Despite these assertions of SCORE’s radical roots, Mar still felt a disconnect between the current SCORE space and what it is advertised as.
“I feel like they mentioned SCORE on the admissions tour, and it sounds great on paper,” she said. “I don’t remember exactly how they sell it … but somehow I interpreted it as a place for students of color to feel safe and feel comfortable in. Then, as a freshman, I felt racialized in a way I’d never felt before [at a predominantly white institution]. So I was kind of turning to these spaces for community and validation of my experience, and I also just like to meet more people of color.”
However, she realized SCORE wasn’t what she thought it was after working as a liaison between SCORE and the Asian American Resource Center at Pomona, a position that disappeared two years ago when she wasn’t rehired.
“Elba [Manudjano] was like, oh, we wanna make sure this is a safe space for all students,” she said. “I remember Elba [Mandujano] always told us, when you’re hosting events, make sure you put on the flier that this is for everyone. Don’t use exclusive language. So even if your event is for primarily APIDA students, like mine was, I couldn’t say that on the flier. And like I get you don’t [want to] exclude people. [But] it was that language of all students which discounts students who are, you know, people of color or marginalized in some way, which is like what I thought SCORE was supposed to be. It’s like, well why is it here then if it’s for everyone, what purpose does it serve?”
Mar reflected on what the current iteration of SCORE has looked like for student-driven communication and collaboration. “It’s been nice to have this freedom over the space,” she said. “If we needed to meet last minute, SCORE was available. It’s been nice and accessible in a way that it hasn’t been in the past few years. It’s really funny because we communicate with each other [other affinity CLORGs] through an Instagram group chat. And that’s how we have been reserving the space.”
She emphasized how freeing this process has been. “I think that ideally, SCORE in the future would look something more like that where that communication over the space is a little bit more informal and less institutionalized,” she said. “I don’t think you have to go through admin to reserve the space. I think that’s very counterintuitive to the idea of an open-access space.”

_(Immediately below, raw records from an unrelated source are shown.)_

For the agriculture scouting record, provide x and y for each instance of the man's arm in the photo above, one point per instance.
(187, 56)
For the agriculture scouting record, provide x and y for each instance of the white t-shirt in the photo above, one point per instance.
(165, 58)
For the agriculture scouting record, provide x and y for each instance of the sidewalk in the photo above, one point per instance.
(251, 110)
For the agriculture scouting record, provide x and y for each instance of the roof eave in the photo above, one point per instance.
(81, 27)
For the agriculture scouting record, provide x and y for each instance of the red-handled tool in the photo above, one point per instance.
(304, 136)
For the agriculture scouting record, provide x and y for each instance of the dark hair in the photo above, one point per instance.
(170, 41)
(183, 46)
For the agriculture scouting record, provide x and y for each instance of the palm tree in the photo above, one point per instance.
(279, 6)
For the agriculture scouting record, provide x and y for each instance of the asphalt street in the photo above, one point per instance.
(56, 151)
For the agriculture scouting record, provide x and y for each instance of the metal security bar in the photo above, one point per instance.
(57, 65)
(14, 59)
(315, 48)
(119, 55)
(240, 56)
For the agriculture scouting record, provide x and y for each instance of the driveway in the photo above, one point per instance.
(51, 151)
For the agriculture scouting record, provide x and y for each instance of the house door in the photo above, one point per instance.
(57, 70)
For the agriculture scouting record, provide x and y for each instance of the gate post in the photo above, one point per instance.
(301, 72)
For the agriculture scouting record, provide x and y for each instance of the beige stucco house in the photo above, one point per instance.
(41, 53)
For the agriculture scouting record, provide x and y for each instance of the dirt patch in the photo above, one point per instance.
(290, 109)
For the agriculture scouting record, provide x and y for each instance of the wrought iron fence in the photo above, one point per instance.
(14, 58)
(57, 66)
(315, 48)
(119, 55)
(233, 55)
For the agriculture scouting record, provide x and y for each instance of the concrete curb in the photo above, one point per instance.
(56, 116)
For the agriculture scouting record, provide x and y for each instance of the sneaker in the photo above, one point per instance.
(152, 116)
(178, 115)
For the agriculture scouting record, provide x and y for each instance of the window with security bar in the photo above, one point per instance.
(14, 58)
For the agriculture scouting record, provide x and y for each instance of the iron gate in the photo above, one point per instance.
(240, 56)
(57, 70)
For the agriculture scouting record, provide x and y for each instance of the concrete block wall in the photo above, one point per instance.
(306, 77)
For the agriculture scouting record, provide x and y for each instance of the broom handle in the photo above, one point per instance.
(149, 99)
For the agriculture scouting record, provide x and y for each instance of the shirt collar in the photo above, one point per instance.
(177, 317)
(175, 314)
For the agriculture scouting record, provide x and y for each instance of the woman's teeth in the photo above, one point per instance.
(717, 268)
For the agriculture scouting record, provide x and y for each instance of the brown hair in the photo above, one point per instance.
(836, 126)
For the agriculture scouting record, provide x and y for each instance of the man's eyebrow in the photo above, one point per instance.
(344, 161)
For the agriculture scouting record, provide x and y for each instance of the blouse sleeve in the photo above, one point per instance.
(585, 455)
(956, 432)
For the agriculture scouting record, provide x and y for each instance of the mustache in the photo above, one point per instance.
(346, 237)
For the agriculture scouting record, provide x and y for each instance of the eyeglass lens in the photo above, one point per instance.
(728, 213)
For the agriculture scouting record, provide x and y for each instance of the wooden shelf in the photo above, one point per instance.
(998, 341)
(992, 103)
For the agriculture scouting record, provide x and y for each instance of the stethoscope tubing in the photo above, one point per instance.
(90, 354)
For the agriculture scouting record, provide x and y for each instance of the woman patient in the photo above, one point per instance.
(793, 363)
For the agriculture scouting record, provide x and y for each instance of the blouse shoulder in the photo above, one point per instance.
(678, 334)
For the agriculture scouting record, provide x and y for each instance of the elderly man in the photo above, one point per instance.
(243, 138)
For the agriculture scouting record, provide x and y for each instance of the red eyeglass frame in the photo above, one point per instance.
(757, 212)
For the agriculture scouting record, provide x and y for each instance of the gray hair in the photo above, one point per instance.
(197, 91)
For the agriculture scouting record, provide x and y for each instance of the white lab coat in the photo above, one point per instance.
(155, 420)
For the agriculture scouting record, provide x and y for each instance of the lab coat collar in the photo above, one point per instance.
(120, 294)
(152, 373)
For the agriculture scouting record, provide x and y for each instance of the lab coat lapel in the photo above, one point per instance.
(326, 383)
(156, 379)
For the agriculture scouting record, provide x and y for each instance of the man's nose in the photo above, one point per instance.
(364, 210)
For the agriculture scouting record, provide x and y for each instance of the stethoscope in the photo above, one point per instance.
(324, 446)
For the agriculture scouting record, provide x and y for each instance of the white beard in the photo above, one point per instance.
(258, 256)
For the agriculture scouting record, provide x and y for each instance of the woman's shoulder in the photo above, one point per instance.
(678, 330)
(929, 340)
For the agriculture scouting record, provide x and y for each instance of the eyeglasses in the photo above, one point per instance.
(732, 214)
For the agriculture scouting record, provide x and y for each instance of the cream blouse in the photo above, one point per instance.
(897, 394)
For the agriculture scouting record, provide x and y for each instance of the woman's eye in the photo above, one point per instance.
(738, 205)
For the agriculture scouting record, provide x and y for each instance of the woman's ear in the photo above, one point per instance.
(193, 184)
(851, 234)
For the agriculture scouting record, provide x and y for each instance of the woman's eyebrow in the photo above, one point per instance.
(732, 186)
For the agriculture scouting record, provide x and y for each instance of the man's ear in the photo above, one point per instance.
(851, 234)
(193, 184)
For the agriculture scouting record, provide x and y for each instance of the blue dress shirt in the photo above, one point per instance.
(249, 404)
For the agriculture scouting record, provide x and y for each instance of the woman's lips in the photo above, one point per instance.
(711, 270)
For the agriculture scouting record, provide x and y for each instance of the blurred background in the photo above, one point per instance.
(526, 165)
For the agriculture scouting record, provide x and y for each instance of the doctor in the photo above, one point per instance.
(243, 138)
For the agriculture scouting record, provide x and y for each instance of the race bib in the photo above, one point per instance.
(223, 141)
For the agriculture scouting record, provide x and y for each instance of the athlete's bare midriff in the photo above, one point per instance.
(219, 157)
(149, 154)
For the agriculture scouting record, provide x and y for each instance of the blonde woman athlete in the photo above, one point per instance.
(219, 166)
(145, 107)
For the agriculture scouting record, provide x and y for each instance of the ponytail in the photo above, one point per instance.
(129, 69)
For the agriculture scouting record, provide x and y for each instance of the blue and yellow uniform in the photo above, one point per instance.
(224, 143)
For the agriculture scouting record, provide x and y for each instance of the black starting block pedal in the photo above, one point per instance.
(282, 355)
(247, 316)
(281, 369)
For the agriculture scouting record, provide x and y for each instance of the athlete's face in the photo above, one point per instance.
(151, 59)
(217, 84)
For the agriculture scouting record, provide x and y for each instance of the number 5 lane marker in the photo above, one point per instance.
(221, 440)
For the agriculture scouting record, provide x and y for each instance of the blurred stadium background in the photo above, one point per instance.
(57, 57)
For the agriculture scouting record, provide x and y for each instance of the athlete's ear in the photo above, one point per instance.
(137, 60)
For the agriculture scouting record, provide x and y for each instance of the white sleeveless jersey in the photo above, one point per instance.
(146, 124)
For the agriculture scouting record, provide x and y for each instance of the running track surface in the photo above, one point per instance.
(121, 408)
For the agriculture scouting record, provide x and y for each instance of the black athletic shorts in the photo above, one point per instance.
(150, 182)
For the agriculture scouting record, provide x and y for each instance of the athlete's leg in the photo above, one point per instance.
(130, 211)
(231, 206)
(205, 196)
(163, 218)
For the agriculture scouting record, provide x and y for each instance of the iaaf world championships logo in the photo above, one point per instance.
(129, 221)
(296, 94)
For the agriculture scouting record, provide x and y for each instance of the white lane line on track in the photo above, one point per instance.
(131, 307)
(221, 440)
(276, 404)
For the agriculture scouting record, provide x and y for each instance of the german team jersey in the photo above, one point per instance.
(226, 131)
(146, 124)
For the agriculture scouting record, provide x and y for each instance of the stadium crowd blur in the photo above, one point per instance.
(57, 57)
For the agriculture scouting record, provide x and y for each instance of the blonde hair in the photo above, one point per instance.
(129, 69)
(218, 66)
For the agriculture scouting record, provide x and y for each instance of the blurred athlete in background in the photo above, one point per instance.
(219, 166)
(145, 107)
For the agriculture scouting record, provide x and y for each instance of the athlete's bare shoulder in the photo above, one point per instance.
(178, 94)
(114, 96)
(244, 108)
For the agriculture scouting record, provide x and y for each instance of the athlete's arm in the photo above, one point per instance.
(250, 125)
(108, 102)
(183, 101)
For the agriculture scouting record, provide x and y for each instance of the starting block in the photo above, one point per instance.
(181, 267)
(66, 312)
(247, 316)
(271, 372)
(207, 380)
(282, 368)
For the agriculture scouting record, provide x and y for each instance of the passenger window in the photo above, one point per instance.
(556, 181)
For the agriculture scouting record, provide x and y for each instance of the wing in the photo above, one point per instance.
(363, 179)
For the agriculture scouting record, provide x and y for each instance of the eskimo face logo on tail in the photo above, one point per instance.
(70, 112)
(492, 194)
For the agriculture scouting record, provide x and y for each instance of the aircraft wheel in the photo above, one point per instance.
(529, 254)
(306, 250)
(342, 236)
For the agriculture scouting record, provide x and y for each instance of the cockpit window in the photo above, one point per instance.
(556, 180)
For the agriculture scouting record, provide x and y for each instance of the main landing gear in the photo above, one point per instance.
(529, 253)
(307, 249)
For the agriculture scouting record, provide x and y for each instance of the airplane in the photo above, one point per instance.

When asked whether she thought SCORE would ever truly be a student-run space due to its institutionalization, Mar replied, “I think there’s always a chance for it to become less institutionalized. I think, looking at the Motley, for example, and the way that they’re able to employ students on their own, have their own sense of leadership and also their own sense of community, even their own way of reserving space and giving out funding. I think that’s definitely something that SCORE can aspire to. I mean I don’t know how practically that would shake out. But I think that a student-run model is totally possible.”
“I think it would be nice for the affinity groups to somehow, if not take ownership of SCORE then to break free from it completely,” Mar said. “I think that this kind of liminal situation going on is not sustainable and I think it’s gotta be all or nothing. Either being completely student-run [under SCORE] or severing ties from SCORE.”